Introns are excised from pre-mRNAs at acceptor and donor splice sites. This process is mediated by the spliceosome, a complex assembly of small nuclear ribonucleoprotein particles (snRNPs) and heterogeneous nuclear ribonucleoprotein particles (hnRNPs) that is conserved throughout the eukaryotic world [1–3]. There are two classes of introns, U2-type and U12-type, which are excised by two distinct spliceosomes in eukaryotic nuclei [4,5]. During the splicing process, the components of a spliceosome establish specific interactions with parts of the intron and its flanking exons to ensure accurate and efficient splicing . These essential interactions are supported by conserved nucleotide sequence motifs (splice signals) that flank the splice junctions from both the intronic and the exonic sides and are specific to the intron class (Box 1).
The splicing process includes specific interactions between components of a spliceosome and parts of the intron and its flanking exons that ensure accurate and efficient splicing . In the major spliceosome, the U1 snRNP recognizes the donor splice site and the U5 snRNP recognizes the acceptor site. The (A,C)AG|GU(A,G)AGU consensus (the first two nucleotides of an intron are underlined) is present in the donor splice sites and is partially complementary to the 5′ end of U1 small nuclear RNA (snRNA); this interaction is a major requirement for splicing. The motif CAG|G (the last two nucleotides of the intron are underlined), which is preceded by a polypyrimidine tract, is typical of the acceptor splice site [6,14,15].
The minor spliceosome catalyses the removal of an atypical class of spliceosomal introns (U12-type) from eukaryotic pre-mRNAs. U12 introns have been originally recognized on the basis of their unusual terminal dinucleotides: |AT at the donor splice site and AC| at the acceptor splice site [16,17]. A closer examination of the sequences of these introns revealed several features that distinguish them from U2 introns, including conservation of unusual signals at the donor splice site (|ATATCCTT) and immediately upstream of the acceptor splice site (TCCTTAAC 10–15 bases from the splice junction) [16,17]. Subsequently, it has been shown that some |GT-AG| introns (the consensus of U2 introns) are also excised by the U12 spliceosome. The U12 spliceosome was first identified and characterized in animals, in which it was found to contain several unique RNA constituents that share structural similarity with and seem to be functionally analogous to the snRNAs contained in the major spliceosome [18,19]. The U12 spliceosome contains several specific, low-abundance snRNPs, namely, U11, U12, U4atac and U6atac and the U5 snRNP, which is present also in the major spliceosome .

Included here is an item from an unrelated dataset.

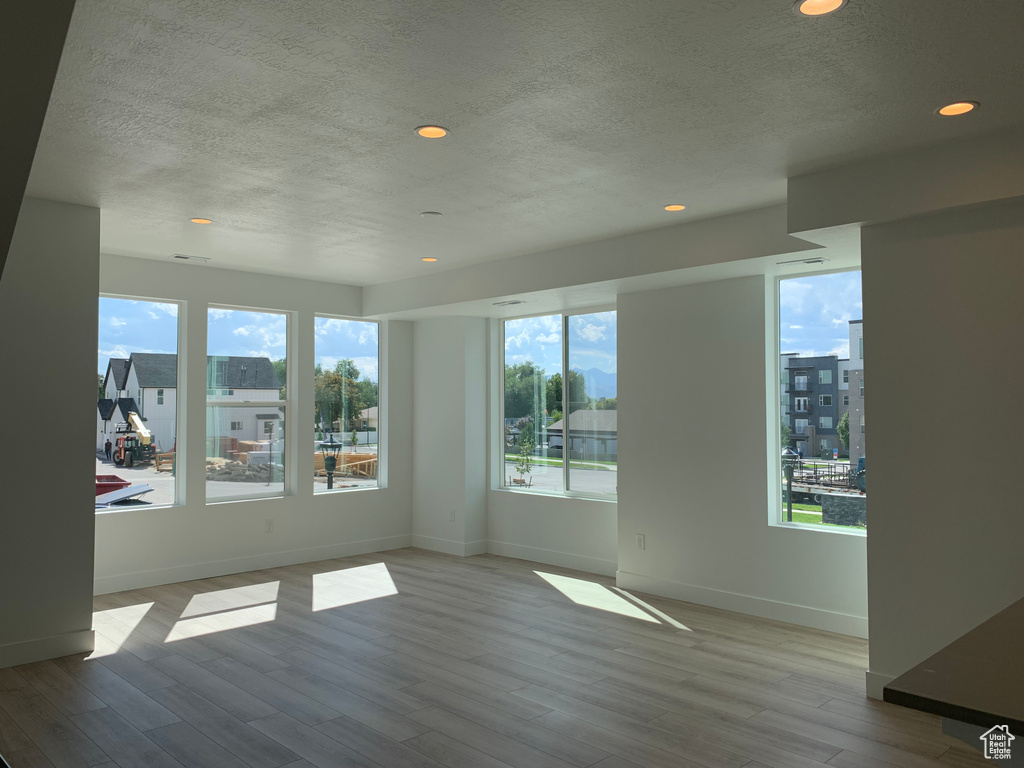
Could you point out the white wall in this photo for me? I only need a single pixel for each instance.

Major and minor spliceosomal components and both type of introns are present in animals, plants, fungi and at least several unicellular eukaryotes . Given that several of their characteristic constituents are present in representative organisms from all eukaryotic supergroups, both U2 and U12 spliceosomes evolved before the radiation of the supergroups (i.e. at the earliest stages of eukaryotic evolution) [4,12,21]. This conclusion is supported by the recent demonstration that the positions of U12 introns are conserved in orthologous genes from human and Arabidopsis to an even greater extent than the positions of U2 introns .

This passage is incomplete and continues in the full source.